Summary
Apicomplexan parasites have major impacts on human health e.g. Plasmodium falciparum causes malaria
whereas Toxoplasma gondii and Babesia spp. cause opportunistic infections. Although this close-knit group
shares their obligate intracellular life styles, they display a wide variety of asexual cell division modes. These
differ between parasites as well as between different life stages within a single parasite species, but the start-
and end-point is always a host cell invasion competent ‘zoite’. The number of zoites made per division round
varies dramatically (from 2-90,000) and can unfold in several different ways by reshuffling the functional modules
of 1) mother cytoskeleton disassembly, 2) DNA synthesis and chromosome segregation (D&S), 3) karyokinesis,
and 4) zoite assembly (budding). Distinct cell division modes across Apicomplexa arise from variations in the
order and sequence of the modules as well as the number of module repetitions. In the current model, cell
division progresses in transcriptional waves mediated transcription factors that act on target genes that in turn
bundle into the functional modules. However, little is known of the composition, regulators and wiring of the
different modules, and how this leads to the diversity of cell division modes in Apicomplexa. The research team
hypothesizes that these questions can be answered by a comparative systems biology approach, starting with
parasites representing different diverse and ‘exotic’ division cell division modes wherein particular modules are
amplified, or combined differently: Babesia divergens binary fission, P. falciparum schizogony, Sarcocystis
neurona endopolygeny without karyokinesis, T. gondii asexual endodyogeny and T. gondii pre-sexual
endopolygeny with karyokinesis in the definitive host. This approach takes advantage of the single cell
sequencing revolution combined with computational network analysis approaches. Firstly, single cell
transcriptomic and epigenomic maps of the five cell division modes will be generated and analyzed to define the
effectors contained in each specific module. A subset of uncharacterized effectors in the poorly characterized
karyokinesis and cytoskeleton disassembly modules will be experimentally validated by gene knock-downs.
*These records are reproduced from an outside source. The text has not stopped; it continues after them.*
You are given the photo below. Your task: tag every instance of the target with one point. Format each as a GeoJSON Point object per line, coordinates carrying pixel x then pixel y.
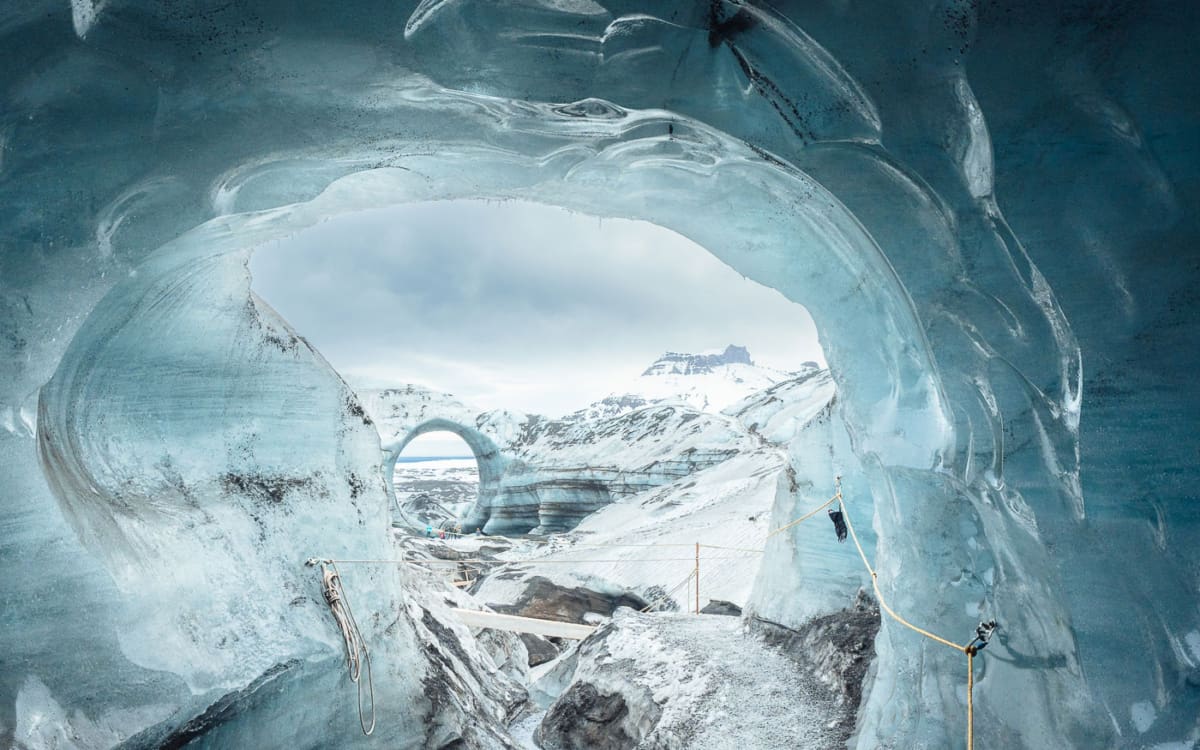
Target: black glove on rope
{"type": "Point", "coordinates": [983, 635]}
{"type": "Point", "coordinates": [839, 523]}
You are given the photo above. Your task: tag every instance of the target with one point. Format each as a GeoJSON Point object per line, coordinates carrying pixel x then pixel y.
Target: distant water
{"type": "Point", "coordinates": [425, 459]}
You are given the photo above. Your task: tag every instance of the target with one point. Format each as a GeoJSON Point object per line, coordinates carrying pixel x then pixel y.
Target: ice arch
{"type": "Point", "coordinates": [249, 109]}
{"type": "Point", "coordinates": [487, 456]}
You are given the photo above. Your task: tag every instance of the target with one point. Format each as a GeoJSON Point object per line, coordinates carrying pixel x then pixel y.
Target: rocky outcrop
{"type": "Point", "coordinates": [678, 681]}
{"type": "Point", "coordinates": [517, 592]}
{"type": "Point", "coordinates": [835, 651]}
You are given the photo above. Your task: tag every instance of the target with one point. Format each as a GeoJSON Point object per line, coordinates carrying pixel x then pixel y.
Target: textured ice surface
{"type": "Point", "coordinates": [989, 209]}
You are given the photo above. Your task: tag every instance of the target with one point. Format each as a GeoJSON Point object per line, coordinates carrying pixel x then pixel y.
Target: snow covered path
{"type": "Point", "coordinates": [701, 683]}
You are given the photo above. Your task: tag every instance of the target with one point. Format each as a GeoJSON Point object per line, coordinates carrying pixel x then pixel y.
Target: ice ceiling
{"type": "Point", "coordinates": [1001, 193]}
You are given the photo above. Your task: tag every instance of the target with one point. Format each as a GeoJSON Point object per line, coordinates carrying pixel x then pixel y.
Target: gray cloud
{"type": "Point", "coordinates": [516, 305]}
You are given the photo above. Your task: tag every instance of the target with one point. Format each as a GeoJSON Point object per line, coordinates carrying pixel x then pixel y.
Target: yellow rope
{"type": "Point", "coordinates": [970, 651]}
{"type": "Point", "coordinates": [883, 603]}
{"type": "Point", "coordinates": [970, 702]}
{"type": "Point", "coordinates": [808, 515]}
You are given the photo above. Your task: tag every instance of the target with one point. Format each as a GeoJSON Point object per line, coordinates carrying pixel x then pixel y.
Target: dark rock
{"type": "Point", "coordinates": [719, 606]}
{"type": "Point", "coordinates": [544, 599]}
{"type": "Point", "coordinates": [837, 649]}
{"type": "Point", "coordinates": [540, 649]}
{"type": "Point", "coordinates": [586, 719]}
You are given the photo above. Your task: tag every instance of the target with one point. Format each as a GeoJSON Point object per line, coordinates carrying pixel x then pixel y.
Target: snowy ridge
{"type": "Point", "coordinates": [706, 382]}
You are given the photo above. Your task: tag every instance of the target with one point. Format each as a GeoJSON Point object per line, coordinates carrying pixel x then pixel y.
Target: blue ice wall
{"type": "Point", "coordinates": [989, 208]}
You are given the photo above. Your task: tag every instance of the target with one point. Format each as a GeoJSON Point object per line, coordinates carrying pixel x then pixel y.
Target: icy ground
{"type": "Point", "coordinates": [648, 540]}
{"type": "Point", "coordinates": [700, 683]}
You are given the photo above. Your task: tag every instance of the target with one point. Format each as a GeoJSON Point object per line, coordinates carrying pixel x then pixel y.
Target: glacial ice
{"type": "Point", "coordinates": [989, 210]}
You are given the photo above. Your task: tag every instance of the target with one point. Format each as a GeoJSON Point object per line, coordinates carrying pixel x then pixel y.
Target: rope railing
{"type": "Point", "coordinates": [481, 567]}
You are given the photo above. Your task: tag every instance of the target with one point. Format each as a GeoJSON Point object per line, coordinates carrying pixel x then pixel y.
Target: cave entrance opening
{"type": "Point", "coordinates": [527, 312]}
{"type": "Point", "coordinates": [435, 479]}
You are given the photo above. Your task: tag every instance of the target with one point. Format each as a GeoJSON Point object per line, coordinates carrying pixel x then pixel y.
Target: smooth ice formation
{"type": "Point", "coordinates": [989, 210]}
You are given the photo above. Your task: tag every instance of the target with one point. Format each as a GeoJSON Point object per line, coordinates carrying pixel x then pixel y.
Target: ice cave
{"type": "Point", "coordinates": [989, 208]}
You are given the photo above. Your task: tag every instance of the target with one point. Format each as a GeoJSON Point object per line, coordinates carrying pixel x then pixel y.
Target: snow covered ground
{"type": "Point", "coordinates": [688, 682]}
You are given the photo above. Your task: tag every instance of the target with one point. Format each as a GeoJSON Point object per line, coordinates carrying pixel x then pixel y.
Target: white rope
{"type": "Point", "coordinates": [357, 654]}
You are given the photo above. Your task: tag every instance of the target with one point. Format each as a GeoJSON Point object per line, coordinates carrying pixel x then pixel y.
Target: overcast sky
{"type": "Point", "coordinates": [516, 305]}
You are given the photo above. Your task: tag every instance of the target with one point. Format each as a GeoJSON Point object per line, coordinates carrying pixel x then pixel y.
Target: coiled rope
{"type": "Point", "coordinates": [357, 654]}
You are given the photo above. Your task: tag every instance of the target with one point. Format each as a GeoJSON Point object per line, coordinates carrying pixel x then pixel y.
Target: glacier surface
{"type": "Point", "coordinates": [988, 208]}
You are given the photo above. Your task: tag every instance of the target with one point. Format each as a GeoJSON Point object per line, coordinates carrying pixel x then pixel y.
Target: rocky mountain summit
{"type": "Point", "coordinates": [541, 475]}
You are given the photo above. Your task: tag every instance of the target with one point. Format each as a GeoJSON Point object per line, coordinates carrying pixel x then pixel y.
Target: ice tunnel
{"type": "Point", "coordinates": [988, 208]}
{"type": "Point", "coordinates": [487, 456]}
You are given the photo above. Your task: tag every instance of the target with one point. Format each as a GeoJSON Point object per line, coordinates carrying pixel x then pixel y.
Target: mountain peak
{"type": "Point", "coordinates": [677, 363]}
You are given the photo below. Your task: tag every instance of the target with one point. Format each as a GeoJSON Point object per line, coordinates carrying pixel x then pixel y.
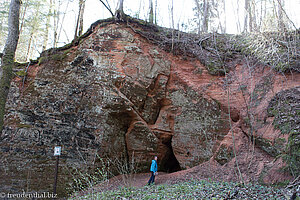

Secondly, chemical and genetic perturbations combined with single cell sequencing will enable the assembly of
causal gene regulatory networks (GRNs) across all division modes. Candidate module controllers in these GRNs
will be validated by reprogramming and/or genetic perturbation experiments: changing (parts of) the division
mode in specific parasites. This work will answer elusive questions regarding apicomplexan specific biology
within barely studied functional modules, as well as how apicomplexan cell division flexibility is wired. Thirdly,
the proposed work will produce extensive community resources comprising single expression and chromatin
accessibility atlases across five different cell division modes and parasite species. Moreover, data sets will be
searchable across systems in real time for any biological feature of interest by web-based Apps that will be
incorporated in VEuPathDB and enable querying the data for biological questions beyond cell division.